Text Input Management Architecture

The Cocoa text input management system centers around three classes that interact with each other to transmit input from the user’s keyboard or mouse to a text view. An input server (NSInputServer or other NSInputServiceProvider object) receives keyboard characters and transmits characters to be inserted into a text view object. An input manager (NSInputManager object) serves as a proxy for a particular input server and passes messages to the active input server. Finally, a text view (NSTextView or other NSTextInput object) displays, stores, and manages onscreen text.

How Input Management Works

In the simplest case, the text view passes keyboard events to the input manager through the standard message-passing hierarchy. The input manager checks the events against the key-bindings dictionary, which maps certain Control-key events to selectors. If a key-bindings entry is found in the dictionary, the selector is sent to the input server. Most events, however, are passed directly to the active input server as strings of text. The input server processes the received text and sends a message asking the originating text view to insert the text, possibly in a modified form.

In more complex scenarios, the input server can do much more than simply send back the text it receives. Every text view tracks a region of marked text, a region of text (distinct from the selection, and usually indicated with a yellow-orange highlight color) that is incomplete—the input server can retrieve and modify the marked text depending on subsequent characters. Additionally, input servers can manage palette windows, including one that appears immediately below the insertion point, for complex character sets. These facilities allow the input server to output more characters than it inputs, or vice versa.

Each localization of Mac OS X has a platform input server, which serves as the default input server on that system. For example, the U.S. English platform input server transforms Option-E followed by E (two keystrokes) to a single character, an e with an acute accent. (The Option-E appears as marked text until the second keystroke completes the input process.) The Japanese platform input server demonstrates more complex processing, allowing the user to enter hiragana (phonetic) characters, to pick from a list of possible kanji (pictogram) characters that could match the hiragana input in a palette window, and to insert the kanji character into the text view.

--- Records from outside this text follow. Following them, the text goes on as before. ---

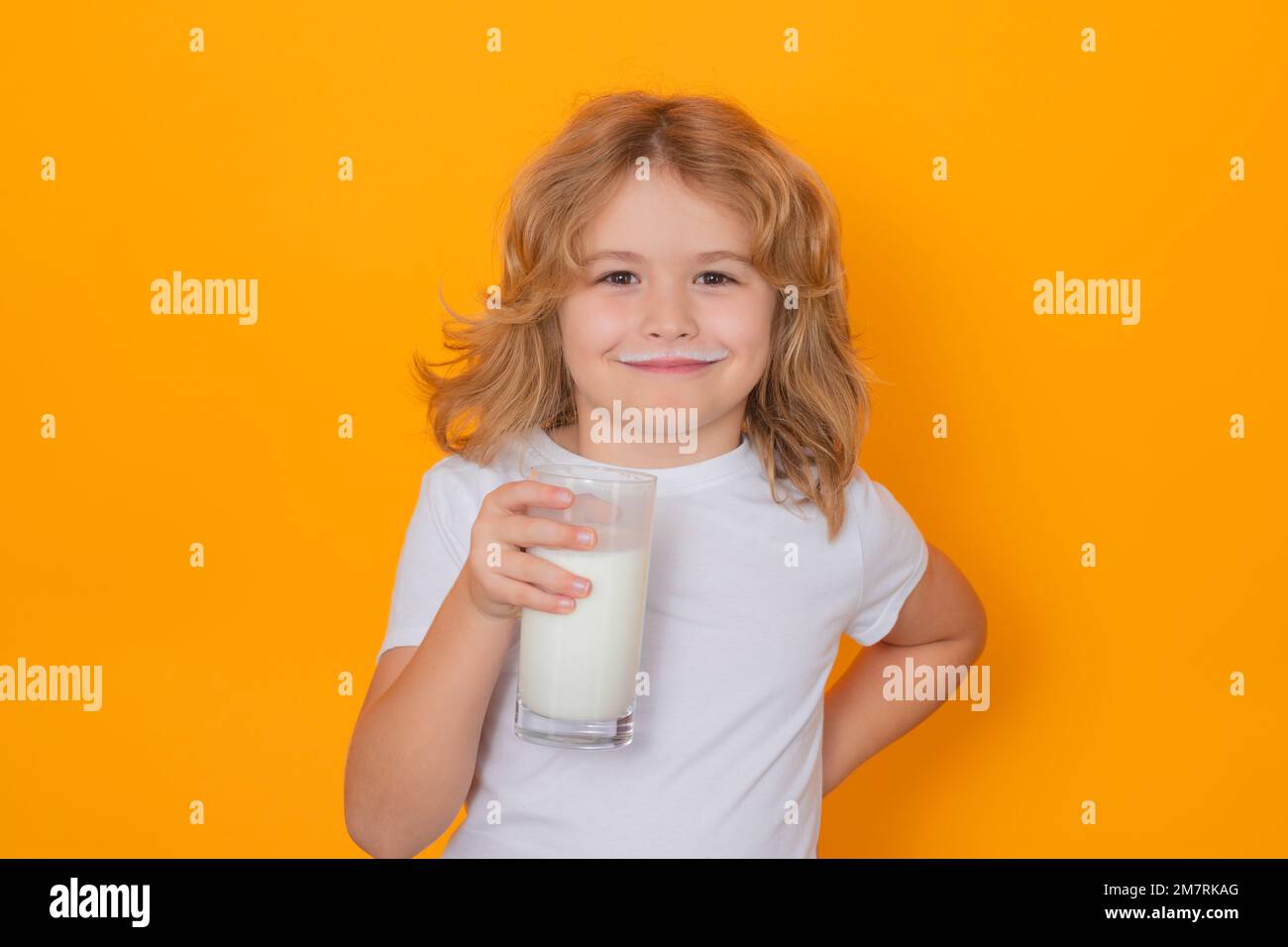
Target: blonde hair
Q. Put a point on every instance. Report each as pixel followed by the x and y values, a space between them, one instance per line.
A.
pixel 806 415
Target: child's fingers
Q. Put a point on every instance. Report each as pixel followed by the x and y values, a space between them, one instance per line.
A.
pixel 516 496
pixel 513 591
pixel 549 578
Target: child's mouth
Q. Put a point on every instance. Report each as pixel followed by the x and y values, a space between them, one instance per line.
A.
pixel 669 367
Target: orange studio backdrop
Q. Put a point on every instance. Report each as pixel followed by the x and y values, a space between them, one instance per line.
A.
pixel 207 508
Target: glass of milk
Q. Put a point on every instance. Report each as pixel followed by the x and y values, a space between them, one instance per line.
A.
pixel 578 669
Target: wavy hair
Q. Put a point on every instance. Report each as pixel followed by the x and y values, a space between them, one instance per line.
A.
pixel 807 414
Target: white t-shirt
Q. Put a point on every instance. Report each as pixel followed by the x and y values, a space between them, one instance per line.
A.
pixel 726 751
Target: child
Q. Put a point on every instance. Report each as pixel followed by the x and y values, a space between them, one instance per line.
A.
pixel 661 253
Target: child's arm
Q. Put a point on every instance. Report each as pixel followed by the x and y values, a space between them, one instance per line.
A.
pixel 940 622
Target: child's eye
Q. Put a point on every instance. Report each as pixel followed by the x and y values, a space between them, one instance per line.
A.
pixel 722 275
pixel 608 277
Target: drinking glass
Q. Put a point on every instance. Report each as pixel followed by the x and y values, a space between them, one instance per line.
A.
pixel 578 669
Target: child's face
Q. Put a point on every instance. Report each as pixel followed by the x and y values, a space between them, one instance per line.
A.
pixel 666 302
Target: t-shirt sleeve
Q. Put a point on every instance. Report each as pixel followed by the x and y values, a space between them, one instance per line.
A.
pixel 894 560
pixel 432 556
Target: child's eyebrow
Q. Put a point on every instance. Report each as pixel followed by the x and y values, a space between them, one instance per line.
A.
pixel 636 258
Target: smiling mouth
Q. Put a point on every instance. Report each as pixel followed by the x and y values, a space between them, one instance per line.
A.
pixel 671 367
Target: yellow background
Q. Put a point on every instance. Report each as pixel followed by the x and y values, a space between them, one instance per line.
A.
pixel 220 684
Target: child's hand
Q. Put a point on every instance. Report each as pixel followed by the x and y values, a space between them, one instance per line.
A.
pixel 520 579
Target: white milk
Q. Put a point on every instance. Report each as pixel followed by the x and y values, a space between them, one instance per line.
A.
pixel 581 665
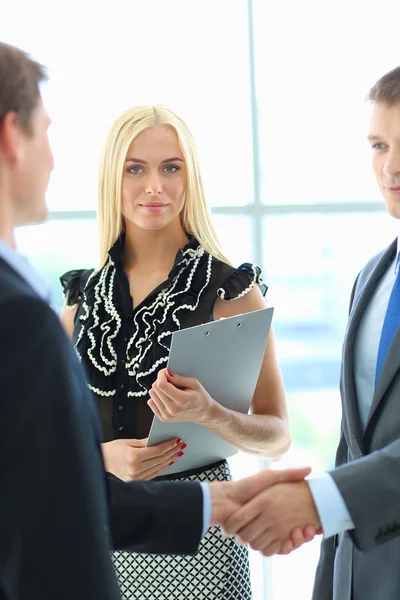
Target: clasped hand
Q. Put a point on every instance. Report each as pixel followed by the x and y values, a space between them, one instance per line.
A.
pixel 273 512
pixel 176 398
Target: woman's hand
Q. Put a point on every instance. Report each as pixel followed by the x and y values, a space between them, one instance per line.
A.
pixel 176 398
pixel 131 459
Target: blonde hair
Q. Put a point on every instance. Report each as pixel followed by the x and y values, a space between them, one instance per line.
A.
pixel 195 216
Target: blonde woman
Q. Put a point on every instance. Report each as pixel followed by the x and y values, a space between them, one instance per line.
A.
pixel 161 269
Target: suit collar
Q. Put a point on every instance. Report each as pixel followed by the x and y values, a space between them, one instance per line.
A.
pixel 25 270
pixel 362 297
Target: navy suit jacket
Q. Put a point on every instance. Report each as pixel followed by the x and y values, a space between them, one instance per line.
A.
pixel 60 513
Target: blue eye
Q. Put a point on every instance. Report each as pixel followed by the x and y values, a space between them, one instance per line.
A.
pixel 171 168
pixel 135 170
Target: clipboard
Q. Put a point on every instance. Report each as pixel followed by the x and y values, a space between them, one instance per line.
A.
pixel 226 357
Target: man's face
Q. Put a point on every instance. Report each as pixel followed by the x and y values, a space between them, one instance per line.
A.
pixel 32 171
pixel 384 137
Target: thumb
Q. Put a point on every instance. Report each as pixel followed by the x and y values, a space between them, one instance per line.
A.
pixel 179 380
pixel 249 487
pixel 136 443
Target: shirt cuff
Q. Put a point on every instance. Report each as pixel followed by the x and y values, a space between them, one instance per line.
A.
pixel 206 507
pixel 332 510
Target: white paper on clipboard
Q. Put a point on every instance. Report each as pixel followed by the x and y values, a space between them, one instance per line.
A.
pixel 226 357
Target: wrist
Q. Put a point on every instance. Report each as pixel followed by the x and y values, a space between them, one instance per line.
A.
pixel 215 415
pixel 219 493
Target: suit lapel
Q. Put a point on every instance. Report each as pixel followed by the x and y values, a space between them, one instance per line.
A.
pixel 350 409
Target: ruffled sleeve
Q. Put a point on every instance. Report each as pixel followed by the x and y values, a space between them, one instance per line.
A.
pixel 241 282
pixel 73 283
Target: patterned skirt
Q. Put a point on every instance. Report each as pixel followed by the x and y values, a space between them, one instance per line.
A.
pixel 218 571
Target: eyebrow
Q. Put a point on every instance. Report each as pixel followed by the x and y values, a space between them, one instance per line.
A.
pixel 143 162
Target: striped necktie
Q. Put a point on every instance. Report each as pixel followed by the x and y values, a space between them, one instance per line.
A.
pixel 390 324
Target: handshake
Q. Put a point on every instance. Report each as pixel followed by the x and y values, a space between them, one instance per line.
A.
pixel 272 511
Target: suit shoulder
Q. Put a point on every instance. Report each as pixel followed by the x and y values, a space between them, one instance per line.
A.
pixel 386 255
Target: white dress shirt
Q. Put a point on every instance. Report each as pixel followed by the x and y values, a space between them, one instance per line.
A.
pixel 332 510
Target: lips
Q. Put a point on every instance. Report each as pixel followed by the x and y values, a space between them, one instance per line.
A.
pixel 154 207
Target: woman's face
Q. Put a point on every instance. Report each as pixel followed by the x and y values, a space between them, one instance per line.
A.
pixel 154 180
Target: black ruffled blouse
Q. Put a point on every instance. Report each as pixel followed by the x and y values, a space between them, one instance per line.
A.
pixel 122 347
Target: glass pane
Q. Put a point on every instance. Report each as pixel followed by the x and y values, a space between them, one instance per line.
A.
pixel 182 55
pixel 311 86
pixel 311 262
pixel 58 246
pixel 234 232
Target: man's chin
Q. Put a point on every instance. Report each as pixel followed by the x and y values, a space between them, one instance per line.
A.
pixel 393 207
pixel 40 216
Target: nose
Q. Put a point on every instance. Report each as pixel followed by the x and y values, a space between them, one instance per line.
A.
pixel 153 185
pixel 392 163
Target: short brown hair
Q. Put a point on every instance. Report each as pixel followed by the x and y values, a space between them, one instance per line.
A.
pixel 387 88
pixel 20 76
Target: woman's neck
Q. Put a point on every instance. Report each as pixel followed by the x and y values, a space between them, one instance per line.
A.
pixel 148 251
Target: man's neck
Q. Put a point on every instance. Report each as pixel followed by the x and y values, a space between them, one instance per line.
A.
pixel 6 219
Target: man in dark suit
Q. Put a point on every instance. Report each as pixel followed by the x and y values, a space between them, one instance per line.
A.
pixel 59 514
pixel 358 503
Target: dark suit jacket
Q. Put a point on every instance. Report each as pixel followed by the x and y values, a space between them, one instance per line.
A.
pixel 364 563
pixel 54 511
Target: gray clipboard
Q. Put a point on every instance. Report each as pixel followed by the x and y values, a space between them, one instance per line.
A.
pixel 226 357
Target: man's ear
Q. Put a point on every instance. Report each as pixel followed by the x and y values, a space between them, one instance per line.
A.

Note that all Application Kit event handling, including text input, is not thread-safe. If you are writing a multithreaded application, make sure all event handling takes place in the main thread.

Input Servers

Input servers are objects that implement the NSInputServiceProvider protocol. Input server objects are typically instances of NSInputServer or a subclass, and instances of NSInputServer are typically assigned a delegate to provide custom input management. For information on creating an input server, see Creating Input Servers.

Input Managers

Input managers are instances of the NSInputManager class. You never have to instantiate or subclass NSInputManager, and in general you never have to directly access its methods either. The only place that its methods need to be accessed are within the implementation of a text view that does not inherit from NSTextView.

Text Views

Text views are instances of classes that implement the NSTextInput protocol. The most common example of a text view is an NSTextView object or instance of a subclass of NSTextView.

If you need more sophisticated text handling than NSTextView provides, for example in a word processing application, you may need to create a text view that does not inherit from NSTextView. In this case, you will need to implement the NSTextInput protocol and access NSInputManager methods from within the implementation. For information on creating custom text views, see Creating Custom Views.